# It's summer vacation and no one wants to hang out with me



## superdude123 (Mar 8, 2016)

I finished my freshmen year of college last month and so far I haven't done anything fun. I was unable to make friends but I go to a community college and no one bothered to accept new people so they hang out with friends they already know from high school. No one ever wants to hang out with me. Besides working, all i do is read a book, go to the gym and watch Netflix during my free time. My best friend from 6th grade goes to the same school as me but I noticed we're drifting apart. First I always ask him if he's interested to hang out but he keeps saying "next time" or he's busy or some excuses. Second, he always hangs out with his other friends based on his Instagram post which makes me feel left out. Third, he has a girlfriend and finally we never hang out together outside of school. We only see each other in school, chat and that's it. I'm getting really bored with our friendship. I live in a really small town and there is nothing to do. I have a car and license but I need to a reason to go somewhere. When i have no plans, I basically stay home all day and night. My friends from high school doesn't make contact with me anymore ever since we graduate because they are out of state. I literally have no friends and I'm so lonely for the next two months until school starts. I'm going on a 10 day cruise in the Caribbean in August but I have nothing to do between now and August. Summer is the best season and I'm so bored which is one reason why I don't like summer vacation. I feel like I'm wasting my life doing nothing. I've heard the expression life is too short. :crying:


----------



## Kevin001 (Jan 2, 2015)

Keeping putting yourself out there. There might be people just like you looking for friends. Keep trying, you'll find people that actually want to hang with you.


----------



## puffysnow (Jun 14, 2016)

Yes I agree with Kevin001 here. If you don't know anyone to hang out with now, maybe this summer project would be to find new nice people. There are several ways to do this, you can maybe find people on this website who live near you or maybe on another forum or website where people come into contact with each other. If you're gonna go the online-route for meeting people, you should search for websites with your interest on which people can communicate with each other. That is how I made friends a couple of years ago.
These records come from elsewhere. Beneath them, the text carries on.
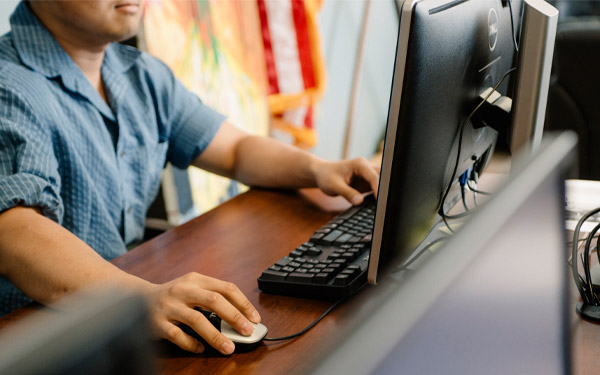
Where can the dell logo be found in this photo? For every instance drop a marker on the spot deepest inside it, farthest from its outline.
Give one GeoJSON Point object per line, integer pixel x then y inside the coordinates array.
{"type": "Point", "coordinates": [493, 28]}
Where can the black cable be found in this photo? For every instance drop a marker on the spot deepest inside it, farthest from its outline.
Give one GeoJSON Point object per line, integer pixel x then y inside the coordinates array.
{"type": "Point", "coordinates": [474, 190]}
{"type": "Point", "coordinates": [512, 25]}
{"type": "Point", "coordinates": [305, 329]}
{"type": "Point", "coordinates": [448, 225]}
{"type": "Point", "coordinates": [421, 252]}
{"type": "Point", "coordinates": [597, 251]}
{"type": "Point", "coordinates": [579, 282]}
{"type": "Point", "coordinates": [463, 194]}
{"type": "Point", "coordinates": [586, 263]}
{"type": "Point", "coordinates": [460, 134]}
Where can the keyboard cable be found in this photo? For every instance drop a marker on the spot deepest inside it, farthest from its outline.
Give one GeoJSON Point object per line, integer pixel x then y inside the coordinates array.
{"type": "Point", "coordinates": [289, 337]}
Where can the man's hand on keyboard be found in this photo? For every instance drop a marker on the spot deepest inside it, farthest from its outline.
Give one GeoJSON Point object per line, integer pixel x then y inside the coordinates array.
{"type": "Point", "coordinates": [348, 178]}
{"type": "Point", "coordinates": [173, 303]}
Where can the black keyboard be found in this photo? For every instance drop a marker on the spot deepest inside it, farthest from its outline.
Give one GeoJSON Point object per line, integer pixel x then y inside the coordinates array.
{"type": "Point", "coordinates": [332, 263]}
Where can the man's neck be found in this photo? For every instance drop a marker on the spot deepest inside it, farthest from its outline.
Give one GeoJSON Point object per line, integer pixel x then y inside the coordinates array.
{"type": "Point", "coordinates": [89, 61]}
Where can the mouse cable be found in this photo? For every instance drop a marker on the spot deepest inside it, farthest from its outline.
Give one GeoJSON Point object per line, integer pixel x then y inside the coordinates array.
{"type": "Point", "coordinates": [475, 190]}
{"type": "Point", "coordinates": [460, 136]}
{"type": "Point", "coordinates": [305, 329]}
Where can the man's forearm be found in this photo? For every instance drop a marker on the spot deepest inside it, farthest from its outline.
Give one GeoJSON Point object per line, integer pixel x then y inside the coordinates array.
{"type": "Point", "coordinates": [47, 262]}
{"type": "Point", "coordinates": [266, 162]}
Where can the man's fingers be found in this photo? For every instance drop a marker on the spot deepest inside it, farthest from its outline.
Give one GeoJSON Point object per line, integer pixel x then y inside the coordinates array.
{"type": "Point", "coordinates": [366, 170]}
{"type": "Point", "coordinates": [174, 334]}
{"type": "Point", "coordinates": [223, 308]}
{"type": "Point", "coordinates": [233, 294]}
{"type": "Point", "coordinates": [200, 324]}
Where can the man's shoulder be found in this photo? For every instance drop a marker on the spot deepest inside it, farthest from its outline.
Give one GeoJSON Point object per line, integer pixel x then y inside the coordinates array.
{"type": "Point", "coordinates": [16, 79]}
{"type": "Point", "coordinates": [8, 53]}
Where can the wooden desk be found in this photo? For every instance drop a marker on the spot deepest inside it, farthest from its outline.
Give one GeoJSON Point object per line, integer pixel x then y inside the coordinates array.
{"type": "Point", "coordinates": [236, 242]}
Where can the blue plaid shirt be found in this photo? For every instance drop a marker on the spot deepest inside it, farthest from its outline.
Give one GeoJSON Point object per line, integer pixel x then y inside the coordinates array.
{"type": "Point", "coordinates": [91, 167]}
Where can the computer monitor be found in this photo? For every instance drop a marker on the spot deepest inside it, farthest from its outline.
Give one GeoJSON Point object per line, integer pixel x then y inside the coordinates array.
{"type": "Point", "coordinates": [493, 300]}
{"type": "Point", "coordinates": [105, 332]}
{"type": "Point", "coordinates": [448, 54]}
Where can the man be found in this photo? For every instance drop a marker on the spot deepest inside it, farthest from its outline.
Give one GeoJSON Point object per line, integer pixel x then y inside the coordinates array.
{"type": "Point", "coordinates": [86, 126]}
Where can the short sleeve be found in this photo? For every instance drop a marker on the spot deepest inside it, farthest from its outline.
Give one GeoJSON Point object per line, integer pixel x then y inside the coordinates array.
{"type": "Point", "coordinates": [28, 167]}
{"type": "Point", "coordinates": [191, 124]}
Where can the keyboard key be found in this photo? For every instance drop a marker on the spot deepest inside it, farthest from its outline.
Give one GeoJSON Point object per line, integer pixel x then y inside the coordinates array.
{"type": "Point", "coordinates": [351, 273]}
{"type": "Point", "coordinates": [331, 236]}
{"type": "Point", "coordinates": [343, 238]}
{"type": "Point", "coordinates": [297, 277]}
{"type": "Point", "coordinates": [322, 278]}
{"type": "Point", "coordinates": [314, 251]}
{"type": "Point", "coordinates": [341, 279]}
{"type": "Point", "coordinates": [283, 261]}
{"type": "Point", "coordinates": [274, 275]}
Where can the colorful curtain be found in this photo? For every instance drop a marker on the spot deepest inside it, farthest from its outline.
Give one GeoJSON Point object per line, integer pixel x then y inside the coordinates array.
{"type": "Point", "coordinates": [295, 65]}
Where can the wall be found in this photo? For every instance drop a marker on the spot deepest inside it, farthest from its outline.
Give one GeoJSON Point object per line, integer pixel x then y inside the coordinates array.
{"type": "Point", "coordinates": [340, 22]}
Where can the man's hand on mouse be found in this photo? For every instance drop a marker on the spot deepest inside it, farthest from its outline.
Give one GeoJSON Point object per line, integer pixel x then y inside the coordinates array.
{"type": "Point", "coordinates": [173, 303]}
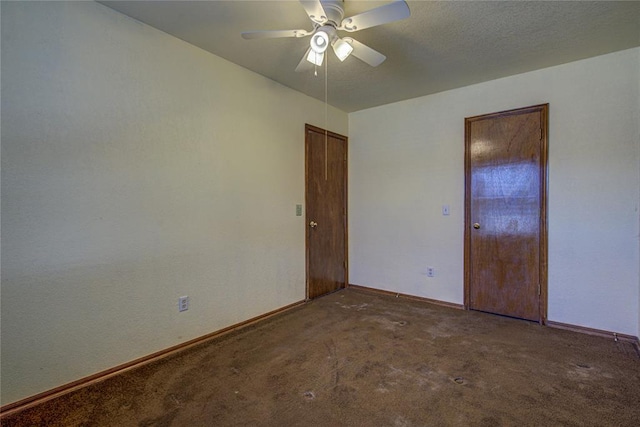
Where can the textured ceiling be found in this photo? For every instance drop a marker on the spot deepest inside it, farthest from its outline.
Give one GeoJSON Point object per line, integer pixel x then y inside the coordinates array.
{"type": "Point", "coordinates": [443, 45]}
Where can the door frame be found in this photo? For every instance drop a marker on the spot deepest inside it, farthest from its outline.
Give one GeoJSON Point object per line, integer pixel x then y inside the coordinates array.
{"type": "Point", "coordinates": [311, 128]}
{"type": "Point", "coordinates": [543, 109]}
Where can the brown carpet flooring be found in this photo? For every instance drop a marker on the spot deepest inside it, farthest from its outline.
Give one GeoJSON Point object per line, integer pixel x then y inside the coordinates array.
{"type": "Point", "coordinates": [358, 359]}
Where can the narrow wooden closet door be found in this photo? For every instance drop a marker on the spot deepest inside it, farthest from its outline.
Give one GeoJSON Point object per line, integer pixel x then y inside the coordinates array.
{"type": "Point", "coordinates": [326, 211]}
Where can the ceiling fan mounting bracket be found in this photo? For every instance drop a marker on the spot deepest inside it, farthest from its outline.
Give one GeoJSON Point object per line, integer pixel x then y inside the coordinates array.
{"type": "Point", "coordinates": [334, 12]}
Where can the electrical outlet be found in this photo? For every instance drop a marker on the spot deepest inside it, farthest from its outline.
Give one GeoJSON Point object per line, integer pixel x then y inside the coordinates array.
{"type": "Point", "coordinates": [183, 303]}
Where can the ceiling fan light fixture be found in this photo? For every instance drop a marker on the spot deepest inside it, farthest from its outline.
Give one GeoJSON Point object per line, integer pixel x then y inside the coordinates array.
{"type": "Point", "coordinates": [319, 42]}
{"type": "Point", "coordinates": [315, 58]}
{"type": "Point", "coordinates": [342, 49]}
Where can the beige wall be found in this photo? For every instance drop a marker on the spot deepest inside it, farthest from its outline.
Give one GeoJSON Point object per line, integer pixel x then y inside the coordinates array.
{"type": "Point", "coordinates": [137, 168]}
{"type": "Point", "coordinates": [403, 170]}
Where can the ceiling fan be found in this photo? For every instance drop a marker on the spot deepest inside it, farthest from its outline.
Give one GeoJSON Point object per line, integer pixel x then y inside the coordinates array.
{"type": "Point", "coordinates": [327, 17]}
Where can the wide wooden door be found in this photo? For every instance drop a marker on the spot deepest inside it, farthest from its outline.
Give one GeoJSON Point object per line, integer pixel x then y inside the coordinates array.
{"type": "Point", "coordinates": [326, 211]}
{"type": "Point", "coordinates": [505, 213]}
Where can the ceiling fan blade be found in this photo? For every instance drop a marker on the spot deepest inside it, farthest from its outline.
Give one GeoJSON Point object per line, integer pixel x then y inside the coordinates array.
{"type": "Point", "coordinates": [315, 10]}
{"type": "Point", "coordinates": [381, 15]}
{"type": "Point", "coordinates": [274, 34]}
{"type": "Point", "coordinates": [365, 53]}
{"type": "Point", "coordinates": [304, 65]}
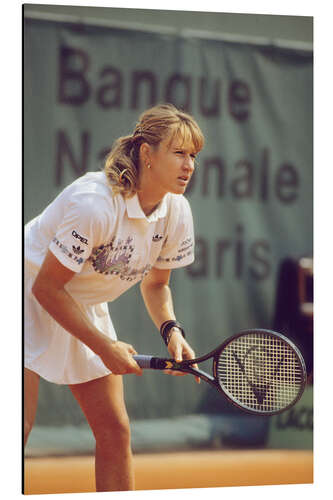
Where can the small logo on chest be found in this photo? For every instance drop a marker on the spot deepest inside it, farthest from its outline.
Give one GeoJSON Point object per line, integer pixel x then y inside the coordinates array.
{"type": "Point", "coordinates": [157, 237]}
{"type": "Point", "coordinates": [77, 250]}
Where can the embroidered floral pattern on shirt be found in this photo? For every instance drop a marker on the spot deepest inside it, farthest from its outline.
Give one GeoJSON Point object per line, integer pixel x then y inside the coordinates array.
{"type": "Point", "coordinates": [67, 252]}
{"type": "Point", "coordinates": [114, 258]}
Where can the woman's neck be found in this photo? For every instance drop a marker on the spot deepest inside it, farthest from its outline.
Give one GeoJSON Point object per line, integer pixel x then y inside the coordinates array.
{"type": "Point", "coordinates": [149, 203]}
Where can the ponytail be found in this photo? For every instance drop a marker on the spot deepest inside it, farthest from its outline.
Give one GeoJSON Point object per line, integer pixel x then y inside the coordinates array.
{"type": "Point", "coordinates": [123, 162]}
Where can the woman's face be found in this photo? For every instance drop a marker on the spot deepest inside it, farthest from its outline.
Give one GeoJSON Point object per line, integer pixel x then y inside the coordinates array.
{"type": "Point", "coordinates": [171, 165]}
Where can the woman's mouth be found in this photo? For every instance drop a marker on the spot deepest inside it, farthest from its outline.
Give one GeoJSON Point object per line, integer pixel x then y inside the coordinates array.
{"type": "Point", "coordinates": [184, 179]}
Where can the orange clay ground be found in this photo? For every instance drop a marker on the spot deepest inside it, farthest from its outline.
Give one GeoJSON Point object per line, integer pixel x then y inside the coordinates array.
{"type": "Point", "coordinates": [197, 469]}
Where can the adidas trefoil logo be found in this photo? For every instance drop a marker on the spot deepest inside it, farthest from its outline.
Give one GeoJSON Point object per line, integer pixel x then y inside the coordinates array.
{"type": "Point", "coordinates": [157, 237]}
{"type": "Point", "coordinates": [77, 249]}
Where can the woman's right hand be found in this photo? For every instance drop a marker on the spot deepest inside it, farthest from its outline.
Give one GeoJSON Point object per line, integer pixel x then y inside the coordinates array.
{"type": "Point", "coordinates": [118, 357]}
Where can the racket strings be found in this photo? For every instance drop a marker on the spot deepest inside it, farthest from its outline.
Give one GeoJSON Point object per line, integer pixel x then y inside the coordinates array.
{"type": "Point", "coordinates": [261, 372]}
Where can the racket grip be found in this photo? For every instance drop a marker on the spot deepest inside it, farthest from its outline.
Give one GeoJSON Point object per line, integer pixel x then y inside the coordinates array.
{"type": "Point", "coordinates": [143, 360]}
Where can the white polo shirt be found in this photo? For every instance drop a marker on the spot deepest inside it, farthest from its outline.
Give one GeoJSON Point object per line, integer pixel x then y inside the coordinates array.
{"type": "Point", "coordinates": [110, 244]}
{"type": "Point", "coordinates": [108, 240]}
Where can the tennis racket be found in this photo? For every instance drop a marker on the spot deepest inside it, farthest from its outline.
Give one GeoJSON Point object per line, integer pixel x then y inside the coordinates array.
{"type": "Point", "coordinates": [260, 371]}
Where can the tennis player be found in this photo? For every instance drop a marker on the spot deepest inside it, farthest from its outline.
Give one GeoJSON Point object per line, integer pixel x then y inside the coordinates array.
{"type": "Point", "coordinates": [104, 233]}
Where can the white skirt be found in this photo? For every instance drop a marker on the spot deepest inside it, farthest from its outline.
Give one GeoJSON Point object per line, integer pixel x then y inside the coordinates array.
{"type": "Point", "coordinates": [54, 353]}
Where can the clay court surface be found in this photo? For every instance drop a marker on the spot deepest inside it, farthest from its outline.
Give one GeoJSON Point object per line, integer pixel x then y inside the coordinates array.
{"type": "Point", "coordinates": [198, 469]}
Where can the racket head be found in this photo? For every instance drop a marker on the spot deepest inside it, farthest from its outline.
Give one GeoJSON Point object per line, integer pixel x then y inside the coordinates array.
{"type": "Point", "coordinates": [260, 371]}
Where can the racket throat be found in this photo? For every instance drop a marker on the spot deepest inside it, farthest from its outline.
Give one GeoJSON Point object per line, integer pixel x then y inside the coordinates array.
{"type": "Point", "coordinates": [260, 394]}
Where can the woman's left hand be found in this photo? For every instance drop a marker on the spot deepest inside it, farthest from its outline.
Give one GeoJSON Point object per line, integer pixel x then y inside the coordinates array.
{"type": "Point", "coordinates": [179, 350]}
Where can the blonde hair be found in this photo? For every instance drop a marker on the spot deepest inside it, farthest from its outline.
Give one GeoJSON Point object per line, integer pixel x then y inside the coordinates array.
{"type": "Point", "coordinates": [122, 163]}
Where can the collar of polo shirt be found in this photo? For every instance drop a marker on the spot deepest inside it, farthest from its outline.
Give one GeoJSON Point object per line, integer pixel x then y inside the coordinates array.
{"type": "Point", "coordinates": [134, 210]}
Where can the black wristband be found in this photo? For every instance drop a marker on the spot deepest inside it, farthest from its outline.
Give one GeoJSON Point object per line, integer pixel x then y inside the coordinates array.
{"type": "Point", "coordinates": [165, 330]}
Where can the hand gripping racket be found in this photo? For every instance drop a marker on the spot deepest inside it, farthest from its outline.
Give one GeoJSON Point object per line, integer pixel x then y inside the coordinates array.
{"type": "Point", "coordinates": [259, 371]}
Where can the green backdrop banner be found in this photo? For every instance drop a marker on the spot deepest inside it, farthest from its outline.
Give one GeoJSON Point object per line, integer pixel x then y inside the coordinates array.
{"type": "Point", "coordinates": [251, 194]}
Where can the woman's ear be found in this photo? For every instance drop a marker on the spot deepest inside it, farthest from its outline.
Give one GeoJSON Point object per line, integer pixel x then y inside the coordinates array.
{"type": "Point", "coordinates": [144, 152]}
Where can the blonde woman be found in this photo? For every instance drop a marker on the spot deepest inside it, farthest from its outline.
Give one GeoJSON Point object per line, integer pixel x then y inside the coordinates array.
{"type": "Point", "coordinates": [103, 234]}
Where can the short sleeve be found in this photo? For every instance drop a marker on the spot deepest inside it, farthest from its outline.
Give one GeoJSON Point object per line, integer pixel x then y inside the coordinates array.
{"type": "Point", "coordinates": [79, 231]}
{"type": "Point", "coordinates": [178, 249]}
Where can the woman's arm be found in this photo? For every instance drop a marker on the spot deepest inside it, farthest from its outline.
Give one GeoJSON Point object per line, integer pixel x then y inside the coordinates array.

If you are a bit hesitant about meeting with people from internet (which I could understand) you could also try to see if there are events near you, are there any workshops? I think those are the nicest for meeting people. If you are going to big events such as festivals it gets more difficult because people mostly go there in big groups and it's always chaotic and crowded there. But if there are like workshops related to summer or simply just going to the beach or take walks you might bump into some nice people there.

Where I live there's sometimes a painting workshop nearby and someone I know always goes there alone and she always meets nice people. Also try to find communities. I don't know if you're religious or you are into some kind of activity or you have a special interest but there might be groups that really would love if more people would join them and they usually have activities planned, especially in summer.

You can do it!


----------



## ShadowOnTheWallAlt (Jun 27, 2016)

Sounds rough but you can meet other peeps. Check the links in my sig.

It's easy to fall into passivity, but if you do you'll look back and regret it. Never a better time than now to try and change


----------